Coming after China’s new family planning rules had taken effect, which allow all couples to have two children, the hukou directive brought sighs of relief from Ms. Zhang and many other parents whose children could finally come out of the shadows.
“I was very excited when I saw the State Council directive,” Ms. Zhang said.
But instead of clearing up the issue for the estimated 13 million Chinese who lack hukous, 60 percent of whom were born outside the one-child limit, the State Council directive has left many parents of unregistered children confused and fearful. They worry that they will still be asked to pay a fine. And they fear that if they request a hukou for a child who was not previously declared, they will be handing officials information that could be used to penalize them for violating the previous family planning rules.
“We’re very worried and scared because we don’t know if we’ll still be asked to pay the fine,” said Ms. Zhang, 38, who asked that her full Chinese name not be used. “It could be that it will be even easier for them to fine us.”
“It’s really a lot of money for us,” said Ms. Zhang, who has a master’s degree in computer science and worked at a leading communications company for a decade. “It impacts a family tremendously to be fined tens of thousands.”
Some provinces have announced that while paying a fine will no longer be a precondition for obtaining a hukou, families who violated the old rules will still be required to pay fines for children they had when the rules were in effect.
In the southern province of Guangdong, public security and family planning officials said a fine would no longer be a precondition for a hukou for children born in violation of the national policy,
The Southern Metropolis Daily reported. However, their families would still have to pay fines for those children or risk being taken to court.
In Jiangxi Province in 2014, the provincial government had similarly declared that it would not make paying the fine a prerequisite for getting a hukou. But some families who registered children born in violation of the policy were forced to pay afterward.
Government officials in Beijing and many other parts of China have yet to disclose how they plan to carry out the new hukou directive and whether fines will be imposed retroactively.
“I’m now worried the local government might use the new directive as a trap to fine us once they learn we have a second child,” said a 43-year-old Beijing resident who asked that only his surname, Cheng, be used because he has not gone to the authorities to register his second child, who was born in July.

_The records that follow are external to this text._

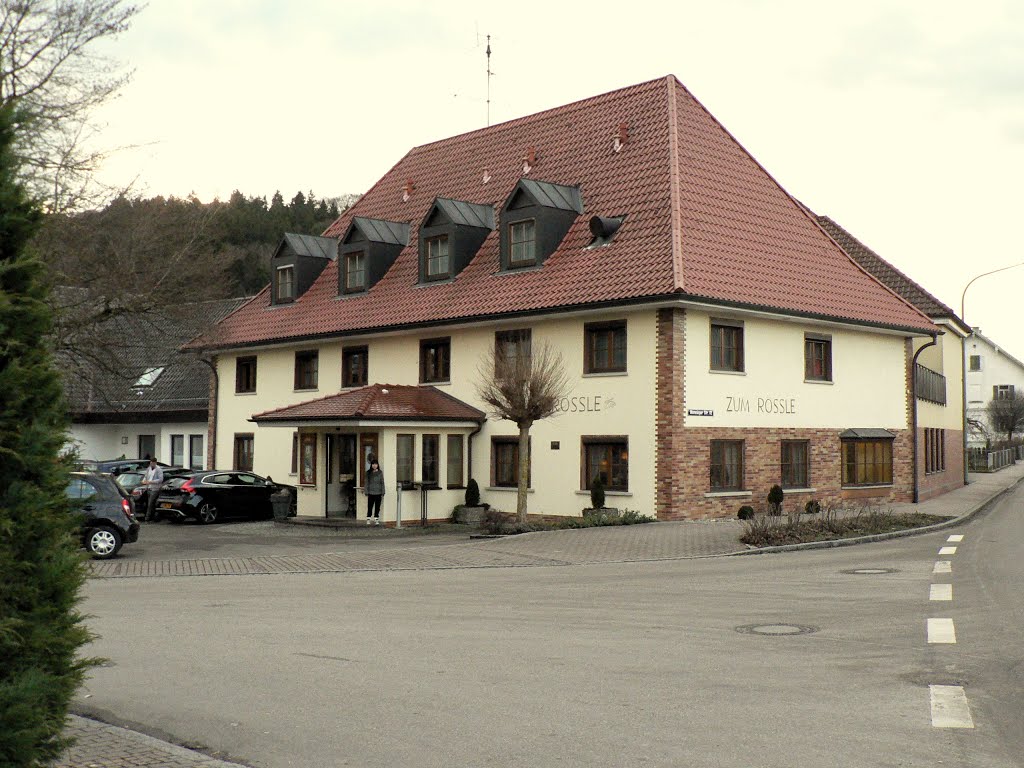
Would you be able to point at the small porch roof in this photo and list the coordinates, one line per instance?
(395, 402)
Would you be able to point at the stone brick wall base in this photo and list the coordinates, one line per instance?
(762, 458)
(948, 479)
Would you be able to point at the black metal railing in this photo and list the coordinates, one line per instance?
(930, 385)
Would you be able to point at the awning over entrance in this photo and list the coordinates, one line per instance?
(376, 402)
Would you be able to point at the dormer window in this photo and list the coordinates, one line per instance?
(451, 235)
(522, 238)
(297, 263)
(286, 284)
(355, 271)
(368, 251)
(536, 218)
(437, 257)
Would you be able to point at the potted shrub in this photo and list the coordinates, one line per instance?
(470, 513)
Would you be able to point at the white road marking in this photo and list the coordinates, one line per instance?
(941, 631)
(949, 707)
(941, 592)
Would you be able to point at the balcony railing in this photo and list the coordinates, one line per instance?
(930, 385)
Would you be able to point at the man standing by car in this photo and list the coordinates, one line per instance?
(153, 480)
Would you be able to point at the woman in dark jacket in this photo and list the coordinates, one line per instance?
(375, 493)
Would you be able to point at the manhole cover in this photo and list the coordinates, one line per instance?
(776, 629)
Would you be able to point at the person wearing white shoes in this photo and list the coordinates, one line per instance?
(375, 493)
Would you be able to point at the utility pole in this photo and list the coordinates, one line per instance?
(489, 73)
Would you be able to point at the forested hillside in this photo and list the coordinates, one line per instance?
(155, 259)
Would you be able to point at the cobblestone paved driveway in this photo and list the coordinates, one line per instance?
(270, 548)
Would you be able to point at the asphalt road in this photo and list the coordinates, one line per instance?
(166, 541)
(646, 664)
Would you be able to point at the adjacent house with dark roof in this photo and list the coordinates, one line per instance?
(717, 339)
(144, 397)
(992, 374)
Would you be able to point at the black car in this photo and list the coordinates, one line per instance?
(213, 495)
(120, 466)
(134, 483)
(108, 519)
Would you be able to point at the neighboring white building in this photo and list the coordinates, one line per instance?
(145, 398)
(991, 373)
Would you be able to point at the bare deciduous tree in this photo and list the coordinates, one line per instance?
(51, 71)
(1007, 415)
(522, 388)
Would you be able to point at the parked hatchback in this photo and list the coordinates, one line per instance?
(210, 496)
(134, 483)
(108, 520)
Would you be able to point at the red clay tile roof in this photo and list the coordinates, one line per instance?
(704, 220)
(378, 402)
(886, 272)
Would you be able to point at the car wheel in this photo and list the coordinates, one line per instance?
(103, 543)
(207, 513)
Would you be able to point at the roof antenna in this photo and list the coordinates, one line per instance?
(489, 73)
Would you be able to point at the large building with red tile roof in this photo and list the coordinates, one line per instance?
(716, 339)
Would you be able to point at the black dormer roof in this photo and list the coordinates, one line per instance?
(458, 227)
(461, 213)
(302, 258)
(308, 245)
(547, 195)
(379, 242)
(379, 230)
(541, 213)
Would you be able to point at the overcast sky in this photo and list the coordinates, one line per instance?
(903, 120)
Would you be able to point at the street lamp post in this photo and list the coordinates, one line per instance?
(983, 274)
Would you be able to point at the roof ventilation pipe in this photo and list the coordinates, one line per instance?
(602, 227)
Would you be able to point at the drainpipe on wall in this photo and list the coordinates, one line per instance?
(211, 430)
(913, 412)
(469, 450)
(964, 402)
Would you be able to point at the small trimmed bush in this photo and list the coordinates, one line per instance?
(597, 493)
(496, 521)
(472, 494)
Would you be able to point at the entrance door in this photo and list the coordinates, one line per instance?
(341, 475)
(368, 449)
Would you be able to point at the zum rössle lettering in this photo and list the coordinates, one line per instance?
(580, 404)
(764, 404)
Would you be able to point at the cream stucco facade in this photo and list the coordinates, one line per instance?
(867, 386)
(597, 404)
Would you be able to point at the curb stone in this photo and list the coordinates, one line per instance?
(125, 747)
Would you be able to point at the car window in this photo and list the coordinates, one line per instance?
(129, 478)
(79, 488)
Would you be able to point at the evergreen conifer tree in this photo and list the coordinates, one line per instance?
(41, 569)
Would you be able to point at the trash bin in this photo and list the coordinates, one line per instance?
(282, 503)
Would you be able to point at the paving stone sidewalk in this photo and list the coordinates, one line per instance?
(101, 745)
(104, 745)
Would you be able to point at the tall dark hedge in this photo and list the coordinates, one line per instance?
(41, 568)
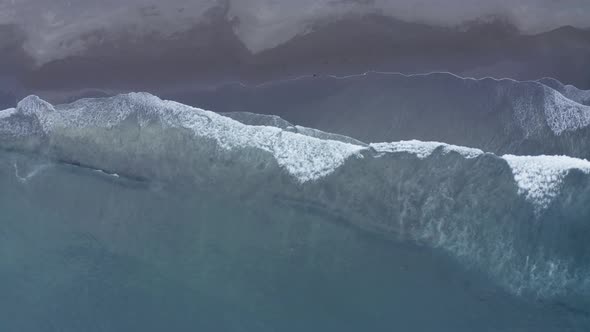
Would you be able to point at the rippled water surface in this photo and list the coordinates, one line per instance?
(84, 251)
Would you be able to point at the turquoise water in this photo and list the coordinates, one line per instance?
(84, 251)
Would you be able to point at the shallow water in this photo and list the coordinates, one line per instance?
(85, 251)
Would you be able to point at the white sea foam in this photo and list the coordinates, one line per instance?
(425, 149)
(539, 178)
(306, 158)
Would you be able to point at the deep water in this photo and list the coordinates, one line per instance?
(81, 250)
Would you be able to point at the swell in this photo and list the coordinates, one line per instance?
(497, 214)
(501, 116)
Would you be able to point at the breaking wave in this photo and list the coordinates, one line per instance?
(521, 219)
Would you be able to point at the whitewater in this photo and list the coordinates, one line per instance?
(520, 221)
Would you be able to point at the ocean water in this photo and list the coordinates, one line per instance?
(133, 213)
(82, 250)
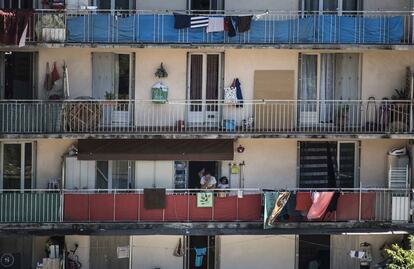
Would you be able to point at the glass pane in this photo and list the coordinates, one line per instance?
(11, 166)
(120, 174)
(28, 169)
(121, 4)
(346, 165)
(330, 5)
(101, 175)
(124, 73)
(311, 5)
(309, 86)
(350, 5)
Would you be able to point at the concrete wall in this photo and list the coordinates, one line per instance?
(155, 251)
(269, 163)
(49, 160)
(373, 161)
(83, 250)
(247, 251)
(395, 5)
(342, 244)
(384, 71)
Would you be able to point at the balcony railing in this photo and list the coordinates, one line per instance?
(184, 205)
(206, 117)
(267, 27)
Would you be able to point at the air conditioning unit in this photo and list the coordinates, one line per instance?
(9, 260)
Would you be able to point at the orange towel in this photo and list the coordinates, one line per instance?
(320, 203)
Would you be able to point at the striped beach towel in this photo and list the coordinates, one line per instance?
(199, 21)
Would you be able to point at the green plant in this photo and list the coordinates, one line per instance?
(161, 72)
(401, 94)
(400, 258)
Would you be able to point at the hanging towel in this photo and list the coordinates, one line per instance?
(48, 80)
(154, 198)
(199, 21)
(55, 74)
(239, 93)
(200, 252)
(279, 204)
(229, 26)
(320, 203)
(243, 23)
(182, 21)
(215, 24)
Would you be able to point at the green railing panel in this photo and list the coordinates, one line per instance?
(30, 207)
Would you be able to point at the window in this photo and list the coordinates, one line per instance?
(17, 166)
(205, 5)
(328, 164)
(330, 6)
(114, 175)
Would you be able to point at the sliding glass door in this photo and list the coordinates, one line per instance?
(328, 88)
(17, 166)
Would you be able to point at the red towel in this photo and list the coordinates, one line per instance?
(320, 203)
(303, 201)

Mr. Cheng’s wife was fired from her job at a state-owned company after the couple, both in their 40s, decided not to terminate her pregnancy.
Officials at the Chaoyang District Family Planning Commission in Beijing, which had demanded more than 300,000 renminbi from Ms. Zhang and her husband, said they were awaiting instructions from the Beijing Municipal Family Planning Commission on how to proceed under the State Council directive.
A woman who answered the phone at the municipal commission said it had followed orders from the Beijing municipal government, and the government’s current position was that families whose second children were born before Jan. 1, when the two-children policy took effect, had violated the law and should be fined.
Ma Li, a member of the State Council who specializes in population, told Beijing Youth Daily that although every citizen should have a hukou, violations of the family planning policy should still be punished.
Now that the hukou can no longer be withheld to pressure parents to pay the fine, formally called the social support fee, Ms. Ma said, “collecting the social support fee will be even harder.” In the future, she said, there might be policies to empower the courts to help collect the fines.
Such penalties have long provided an important source of revenue for China’s local family planning commissions. State news media reported in 2013 that the fines brought in at least $3 billion a year.
The National Health and Family Planning Commission did not respond to questions for this article that were submitted, as requested, by fax. A spokesman for the commission did not answer repeated calls to his cellphone.
Ms. Zhang and her husband worry about what will happen when Tutu is old enough for school. If he has a hukou, but they have not paid the fine, will he be accepted? They have already had to leave him behind when they travel with his sister, because they cannot buy him a train ticket.
“We don’t know how to explain this to him,” Ms. Zhang said. “It doesn’t make sense, but there isn’t a way for us to explain it to him.”